Doğadaki en özel taşlardan biri de opal taşıdır. Özellikle oluşum süreci bu taşıyor benzerlerinden ayırıyor be çok daha özel kılıyor. Yer altındaki suların çeşitli nedenlere bağlı olarak hareket etmesi ve özellikle kayaların arasındaki boşluklarda bir çökelme meydana gelmesi ile oluşan opal taşı muhteşem güzelliğini de bu oluşum sürecinden alıyor. Cam kadar parlak bir görünüme sahip olan opal taşına dikkatli baktığınızda içerisinde küçük ve ışıltılı parçalar varmış gibi görünür.
Özellikle mücevher yapımında büyük bir ilgi görmesinin nedeni içerisindeki ışık ve renk yansımalarıdır. Bununla birlikte sertlik derecesinin 5 ya da 6 olması da mücevher ve takı tasarımları daha büyük bir ilgi görmesini beraberinde getiriyor. Pek çok farklı kıymetli taşa nazaran daha yumuşak bir yapıya sahip olması sayesinde çok ince işlemeler bile bu taşa kazandırılabiliyor ve böylelikle her türlü tasarımda rahatlıkla opal taşı kullanılabiliyor.
Opal Taşını Özel Kılan Ne?
Opal taşının bir diğer özelliği de güneş ışığına ve ısıya son derece dayanıklı bir yapıya sahip olmasıdır.

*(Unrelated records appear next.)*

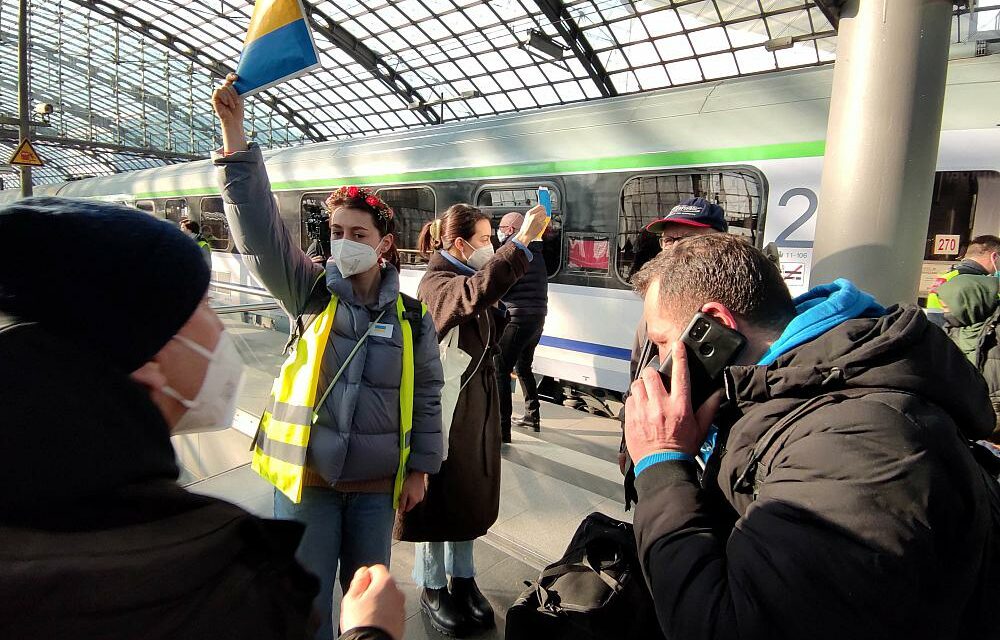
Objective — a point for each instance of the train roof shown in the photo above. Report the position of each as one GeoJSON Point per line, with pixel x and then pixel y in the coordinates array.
{"type": "Point", "coordinates": [781, 114]}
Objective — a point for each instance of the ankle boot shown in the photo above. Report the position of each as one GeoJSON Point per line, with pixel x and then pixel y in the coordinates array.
{"type": "Point", "coordinates": [478, 608]}
{"type": "Point", "coordinates": [530, 421]}
{"type": "Point", "coordinates": [446, 614]}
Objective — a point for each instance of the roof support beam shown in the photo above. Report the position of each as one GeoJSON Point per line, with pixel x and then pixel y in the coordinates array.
{"type": "Point", "coordinates": [371, 61]}
{"type": "Point", "coordinates": [91, 145]}
{"type": "Point", "coordinates": [560, 17]}
{"type": "Point", "coordinates": [199, 57]}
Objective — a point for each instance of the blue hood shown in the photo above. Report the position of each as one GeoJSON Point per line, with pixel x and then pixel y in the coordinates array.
{"type": "Point", "coordinates": [821, 309]}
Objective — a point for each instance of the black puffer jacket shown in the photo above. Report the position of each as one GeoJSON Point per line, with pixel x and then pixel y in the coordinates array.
{"type": "Point", "coordinates": [529, 297]}
{"type": "Point", "coordinates": [847, 505]}
{"type": "Point", "coordinates": [96, 538]}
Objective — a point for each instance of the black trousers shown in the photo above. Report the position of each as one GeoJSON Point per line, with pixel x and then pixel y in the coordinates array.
{"type": "Point", "coordinates": [517, 350]}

Aynı zamanda vücudun ısısına göre renk değiştirebiliyor olması da çok uzun yıllardır insanların dikkatini çekiyor ve bu taşı özel kılan unsurlar arasında yer alıyor. Doğada vücut ısısına göre renk değiştiren başka bir taş yoktur. Bu nedenle opal taşı pek çok çevrede en özel doğal taşlardan biri olarak kabul ediliyor.
Halk arasında gökkuşağı taşı ya da panzehir taşı olarak bilinen opal taşı dünyada pek çok farklı bölgesinden çıkarılabiliyor. Ancak bunlar arasında en kıymetli olanı Avustralya’da çıkarılan opal taşıdır. Bir madenden çıkarılan bu taşlar dünyanın en kaliteli ve aynı zamanda en pahalı opal taşı çeşitleri oluyor. Çünkü bu madenden çıkarılan opal taşları pırıltılı bir görünüme sahip oluyor ve ışığı muhteşem bir şekilde yansıttığı için ışıltılı bir duruş da sergiliyor.
Meksika’da da benzer kalitede opal taşı çıkarılabiliyor. Ülkemizde ise Afyon, Eskişehir, Kütahya, Çanakkale opal taşının çıkarılabildiği kentlerdir. Ancak ülkemizde çıkarılan opal taşı miktarının pek çok ülke ile kıyaslandığında çok daha düşük oranda olduğunu da belirtebiliriz.